Welcome to Apache Kafka tutorial at Learning journal. In this session, we will talk about some basic concepts associated
with Kafka. The objective of this article is to introduce you to the main terminologies and build
a foundation to understand and grasp rest of the training.
In this session, we will cover following things.
- Consumer Groups
We will be using these terms extensively during our discussion of Apache Kafka. It is crucial that we both, myself and you have the same understanding of these concepts. So let me explain my understanding of these terms and some other related concepts associated with these keywords.
The first item is the producer. So, what is a producer?
The producer is an application that sends data. Some people call it data, but we will call it a message or a message record. These messages can be anything ranging from a simple string to a complex object. Ultimately it is small to the medium-size piece of data. The message may have different meaning or schema for us. But for Kafka, it is a simple array of bytes.
For example, if I want to send a file to Kafka, I will create a producer application and push each line of the file as a message. In this case, a message is one line of text. But for Kafka, it is just an array of bytes. Similarly, If I want to send all the records from a table, I will submit each row as a message, or if I want to send the result of a query. I will create a producer application, fire a query against my database, collect the result and start throwing each row as a message. So, while working with Kafka, if you want to send some data, you have to create a producer application. It is unlikely that you get a readymade producer that fits your purpose.
The next thing is the consumer. The consumer is again an application that receives data. If producers are sending data, they
must be sending it to someone. Right? The consumers are the recipients. But remember that the producers
don't send data to a recipient address. They just send it to Kafka server. And anyone who is interested
in that data can come forward and take it from Kafka server.
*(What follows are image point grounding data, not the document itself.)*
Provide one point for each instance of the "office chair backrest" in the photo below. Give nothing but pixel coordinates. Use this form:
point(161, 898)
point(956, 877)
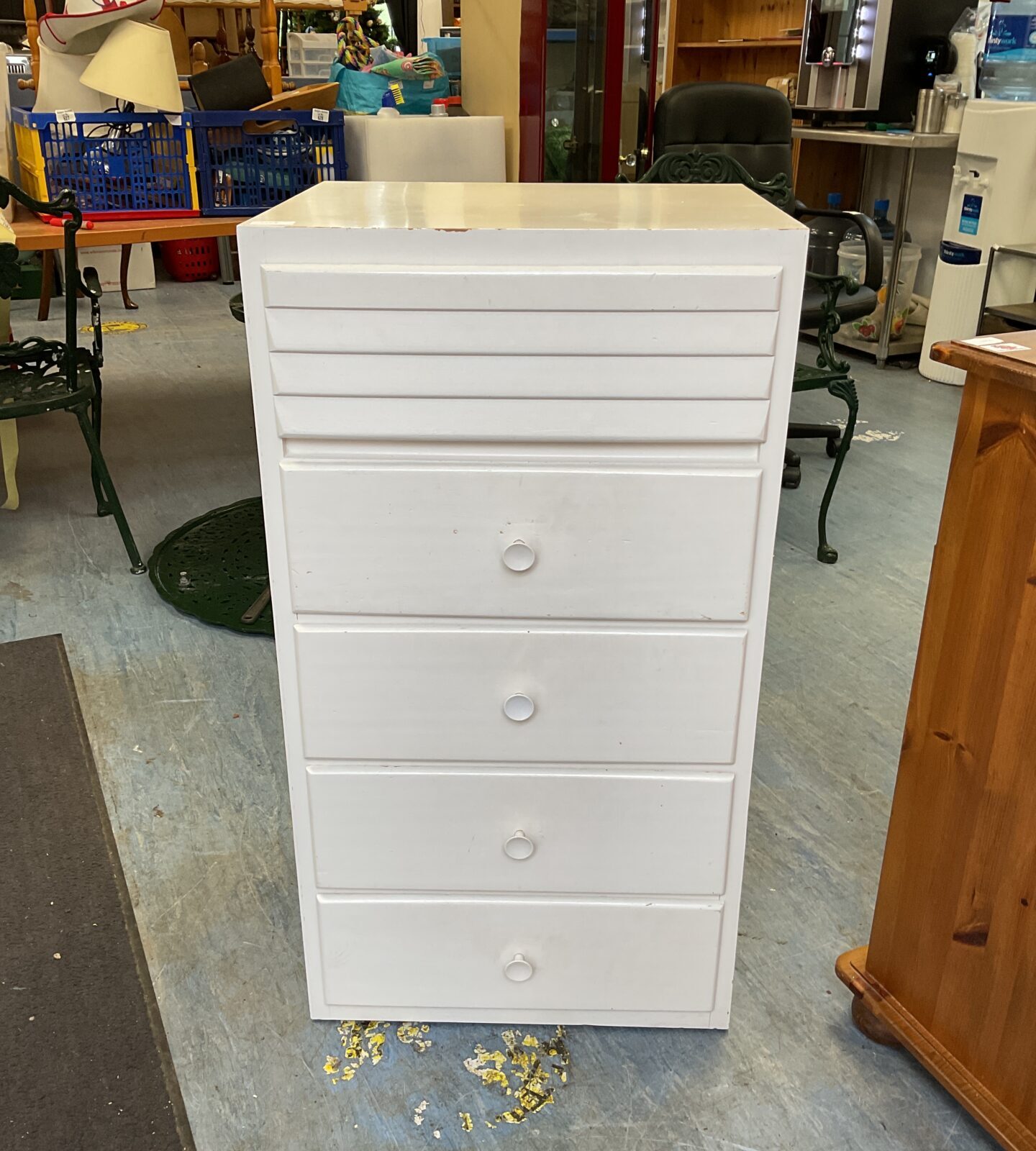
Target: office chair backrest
point(748, 122)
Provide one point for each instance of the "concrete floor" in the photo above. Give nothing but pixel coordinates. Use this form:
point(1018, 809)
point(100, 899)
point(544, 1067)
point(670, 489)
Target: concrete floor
point(186, 727)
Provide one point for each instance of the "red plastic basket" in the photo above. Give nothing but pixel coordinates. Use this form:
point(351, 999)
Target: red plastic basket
point(191, 259)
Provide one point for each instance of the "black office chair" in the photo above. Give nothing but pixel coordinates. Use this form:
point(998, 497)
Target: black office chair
point(725, 132)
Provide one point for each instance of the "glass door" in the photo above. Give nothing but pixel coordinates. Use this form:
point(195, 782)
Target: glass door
point(587, 88)
point(575, 89)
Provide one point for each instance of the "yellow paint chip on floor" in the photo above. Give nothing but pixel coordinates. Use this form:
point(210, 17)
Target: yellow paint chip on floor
point(522, 1072)
point(117, 327)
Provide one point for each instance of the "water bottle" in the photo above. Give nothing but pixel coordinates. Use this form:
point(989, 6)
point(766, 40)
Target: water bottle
point(881, 218)
point(1009, 72)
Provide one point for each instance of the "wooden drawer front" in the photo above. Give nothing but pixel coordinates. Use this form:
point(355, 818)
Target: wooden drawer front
point(456, 542)
point(440, 694)
point(583, 955)
point(635, 834)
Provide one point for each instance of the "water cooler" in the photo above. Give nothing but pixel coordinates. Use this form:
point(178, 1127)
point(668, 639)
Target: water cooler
point(991, 203)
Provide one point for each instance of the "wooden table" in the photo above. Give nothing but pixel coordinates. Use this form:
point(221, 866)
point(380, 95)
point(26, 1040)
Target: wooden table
point(950, 972)
point(32, 235)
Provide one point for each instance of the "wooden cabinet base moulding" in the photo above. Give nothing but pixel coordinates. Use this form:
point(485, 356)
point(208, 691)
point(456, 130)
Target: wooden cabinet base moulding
point(950, 972)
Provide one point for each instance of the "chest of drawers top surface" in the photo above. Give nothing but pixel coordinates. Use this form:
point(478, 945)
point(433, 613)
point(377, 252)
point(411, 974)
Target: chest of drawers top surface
point(460, 207)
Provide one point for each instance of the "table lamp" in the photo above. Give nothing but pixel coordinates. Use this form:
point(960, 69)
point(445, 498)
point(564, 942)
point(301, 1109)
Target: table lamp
point(136, 66)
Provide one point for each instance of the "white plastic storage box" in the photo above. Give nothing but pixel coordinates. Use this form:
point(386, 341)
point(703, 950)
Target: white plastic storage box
point(311, 55)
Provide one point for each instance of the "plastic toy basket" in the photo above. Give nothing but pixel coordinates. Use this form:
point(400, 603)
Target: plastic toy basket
point(189, 260)
point(247, 165)
point(121, 166)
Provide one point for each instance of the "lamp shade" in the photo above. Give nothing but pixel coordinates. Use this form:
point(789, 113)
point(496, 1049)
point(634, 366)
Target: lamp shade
point(136, 65)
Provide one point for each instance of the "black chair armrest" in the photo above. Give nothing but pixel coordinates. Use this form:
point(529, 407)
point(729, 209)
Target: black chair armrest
point(873, 247)
point(90, 287)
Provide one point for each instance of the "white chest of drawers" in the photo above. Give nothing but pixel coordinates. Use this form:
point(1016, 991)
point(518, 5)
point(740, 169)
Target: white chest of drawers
point(521, 450)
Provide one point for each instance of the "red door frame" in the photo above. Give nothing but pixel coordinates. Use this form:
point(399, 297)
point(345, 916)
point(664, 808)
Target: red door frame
point(532, 90)
point(532, 86)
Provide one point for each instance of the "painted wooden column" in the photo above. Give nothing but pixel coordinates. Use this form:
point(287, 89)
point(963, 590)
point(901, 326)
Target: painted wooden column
point(268, 45)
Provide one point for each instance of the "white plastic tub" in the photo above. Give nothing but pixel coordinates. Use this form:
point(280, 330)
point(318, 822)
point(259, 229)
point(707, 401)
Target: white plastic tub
point(852, 259)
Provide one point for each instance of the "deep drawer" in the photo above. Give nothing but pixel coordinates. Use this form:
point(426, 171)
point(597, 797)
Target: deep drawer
point(576, 955)
point(522, 544)
point(606, 696)
point(506, 832)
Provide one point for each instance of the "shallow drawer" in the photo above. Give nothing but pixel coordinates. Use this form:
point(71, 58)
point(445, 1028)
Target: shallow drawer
point(466, 696)
point(541, 422)
point(522, 544)
point(577, 955)
point(521, 376)
point(504, 832)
So, any application that requests data
from a Kafka server is a consumer, and they can ask for data send by any producer provided they have
permissions to read it.
So just continuing the file example, If I want to read the file sent by a producer, I will create a consumer application, then I will request Kafka for the data. The Kafka server will send me some messages. I think you remember that each message is a line of text in this example.
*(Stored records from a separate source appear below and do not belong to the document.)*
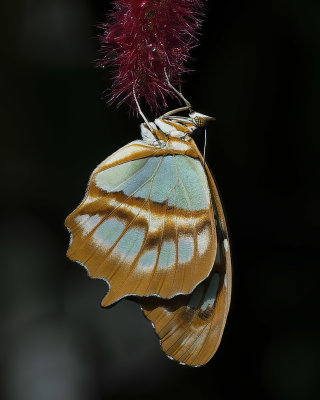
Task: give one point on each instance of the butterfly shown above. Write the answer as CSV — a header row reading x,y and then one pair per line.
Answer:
x,y
152,225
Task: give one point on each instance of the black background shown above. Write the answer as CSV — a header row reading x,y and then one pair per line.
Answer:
x,y
257,72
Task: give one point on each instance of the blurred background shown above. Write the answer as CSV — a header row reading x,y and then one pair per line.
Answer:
x,y
257,72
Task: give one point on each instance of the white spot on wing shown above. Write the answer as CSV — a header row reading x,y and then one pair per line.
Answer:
x,y
87,222
167,255
185,248
203,240
147,261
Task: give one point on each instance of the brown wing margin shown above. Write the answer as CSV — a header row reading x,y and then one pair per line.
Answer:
x,y
190,327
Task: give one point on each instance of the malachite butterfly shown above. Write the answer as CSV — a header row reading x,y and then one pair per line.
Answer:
x,y
152,225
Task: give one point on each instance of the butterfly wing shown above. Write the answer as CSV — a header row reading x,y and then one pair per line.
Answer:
x,y
190,327
146,223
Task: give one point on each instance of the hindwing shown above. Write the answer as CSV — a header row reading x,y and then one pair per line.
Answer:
x,y
146,224
190,327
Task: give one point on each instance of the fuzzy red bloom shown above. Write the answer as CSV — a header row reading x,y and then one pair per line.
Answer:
x,y
145,38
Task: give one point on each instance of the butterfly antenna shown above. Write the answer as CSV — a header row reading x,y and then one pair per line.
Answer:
x,y
140,111
205,146
186,107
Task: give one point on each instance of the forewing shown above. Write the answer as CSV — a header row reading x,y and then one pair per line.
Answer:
x,y
190,327
145,224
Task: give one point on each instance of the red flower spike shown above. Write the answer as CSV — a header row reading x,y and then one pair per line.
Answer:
x,y
145,38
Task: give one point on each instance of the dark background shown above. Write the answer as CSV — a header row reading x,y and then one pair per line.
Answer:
x,y
258,73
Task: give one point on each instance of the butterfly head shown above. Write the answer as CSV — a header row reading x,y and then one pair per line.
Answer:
x,y
171,126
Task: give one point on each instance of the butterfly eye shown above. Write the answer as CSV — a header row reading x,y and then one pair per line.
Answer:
x,y
200,120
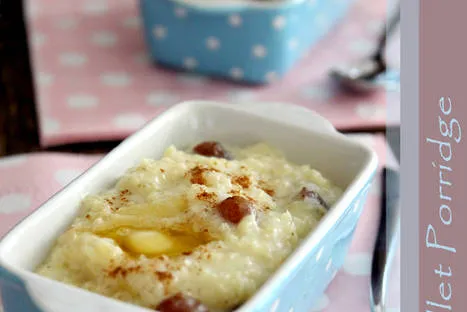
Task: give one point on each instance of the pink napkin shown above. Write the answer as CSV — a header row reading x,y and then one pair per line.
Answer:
x,y
24,190
93,80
So, the client application will receive some lines from Kafka server, it will process them and again request for some more messages. The client keeps demanding data, and Kafka server will keep giving message records as long as new messages are coming from the producer.
Now, let’s move on and try to understand a Broker. The broker is Kafka server. It is just a meaningful name given to Kafka server. And this title makes sense as well because all that Kafka does is act as a message broker between producer and consumer. The producer and consumer don not interact directly. They use Kafka server as an agent or a broker to exchange messages.
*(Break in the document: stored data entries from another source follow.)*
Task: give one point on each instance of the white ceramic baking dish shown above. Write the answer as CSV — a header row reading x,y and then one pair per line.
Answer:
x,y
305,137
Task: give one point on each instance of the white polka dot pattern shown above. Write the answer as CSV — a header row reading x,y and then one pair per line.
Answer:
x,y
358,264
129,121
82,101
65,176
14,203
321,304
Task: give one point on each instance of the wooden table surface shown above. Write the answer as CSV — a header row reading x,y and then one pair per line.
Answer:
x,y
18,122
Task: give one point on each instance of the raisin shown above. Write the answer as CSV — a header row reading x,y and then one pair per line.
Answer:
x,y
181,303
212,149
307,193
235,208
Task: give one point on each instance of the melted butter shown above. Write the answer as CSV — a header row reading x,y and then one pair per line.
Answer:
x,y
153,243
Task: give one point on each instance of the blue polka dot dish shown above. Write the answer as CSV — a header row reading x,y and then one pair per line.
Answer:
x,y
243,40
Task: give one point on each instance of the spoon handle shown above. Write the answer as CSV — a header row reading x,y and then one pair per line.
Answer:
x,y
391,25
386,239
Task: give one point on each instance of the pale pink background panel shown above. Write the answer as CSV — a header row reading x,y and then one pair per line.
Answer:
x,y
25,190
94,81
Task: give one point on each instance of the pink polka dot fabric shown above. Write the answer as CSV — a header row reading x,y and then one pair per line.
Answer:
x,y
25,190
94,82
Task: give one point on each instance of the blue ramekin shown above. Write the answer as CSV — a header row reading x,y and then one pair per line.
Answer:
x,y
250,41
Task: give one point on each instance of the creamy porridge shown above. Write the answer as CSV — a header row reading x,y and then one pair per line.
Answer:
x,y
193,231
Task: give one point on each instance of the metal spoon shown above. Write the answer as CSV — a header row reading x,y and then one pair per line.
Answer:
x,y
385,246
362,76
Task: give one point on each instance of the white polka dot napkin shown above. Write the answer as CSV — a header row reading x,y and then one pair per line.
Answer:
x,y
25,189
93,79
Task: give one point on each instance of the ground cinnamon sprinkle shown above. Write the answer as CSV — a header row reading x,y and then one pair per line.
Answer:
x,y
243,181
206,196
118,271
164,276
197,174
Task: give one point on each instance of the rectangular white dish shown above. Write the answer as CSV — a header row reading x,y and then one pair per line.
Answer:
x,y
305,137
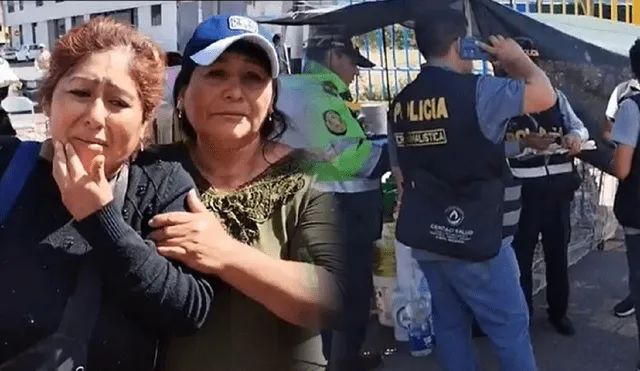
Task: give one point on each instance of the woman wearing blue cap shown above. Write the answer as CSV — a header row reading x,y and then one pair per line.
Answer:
x,y
268,241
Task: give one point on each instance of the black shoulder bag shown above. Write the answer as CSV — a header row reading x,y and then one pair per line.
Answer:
x,y
66,349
Let's come to the next term. The cluster. This one is simple. If you have any background in distributed systems, you already know that a Cluster is a group of computers acting together for a common purpose. Since Kafka is a distributed system, so the cluster has the same meaning for Kafka. It is merely a group of computers, each executing one instance of Kafka broker.
Next item is the topic. We learned that producer sends data to Kafka broker. Then a consumer can ask for data from the Kafka
broker. But the question is, Which data?
Let's try to understand this by a simple conversation between Broker and the consumer.
Broker - I am collecting data from multiple producers, which one do you want?
Consumer - Give the data sent by producer ABC.
Broker - Oh Man, producer ABC is pushing three different types of records. Which one do you want?
Consumer - Well, send me the sales data.
Broker - Ok, so you are looking for sales data. Two more producers are sending sales data.
Consumer - Gosh, we need to have some identification mechanism.
There comes the notion of the Kafka Topic. So, the topic is an arbitrary name given to a data set. We better say that it is a unique name for a data stream.
For example, we create a topic called Global Orders, and every point of sales may have a producer. They send their order details as a message to the single Topic named Global Orders. And a subscriber interested in Orders can subscribe to the same Topic.
By now, you learned that the broker would store data for a topic. This data can be enormous. It may be larger than the storage
capacity of a single computer. In that case, the broker may have a challenge in storing that data.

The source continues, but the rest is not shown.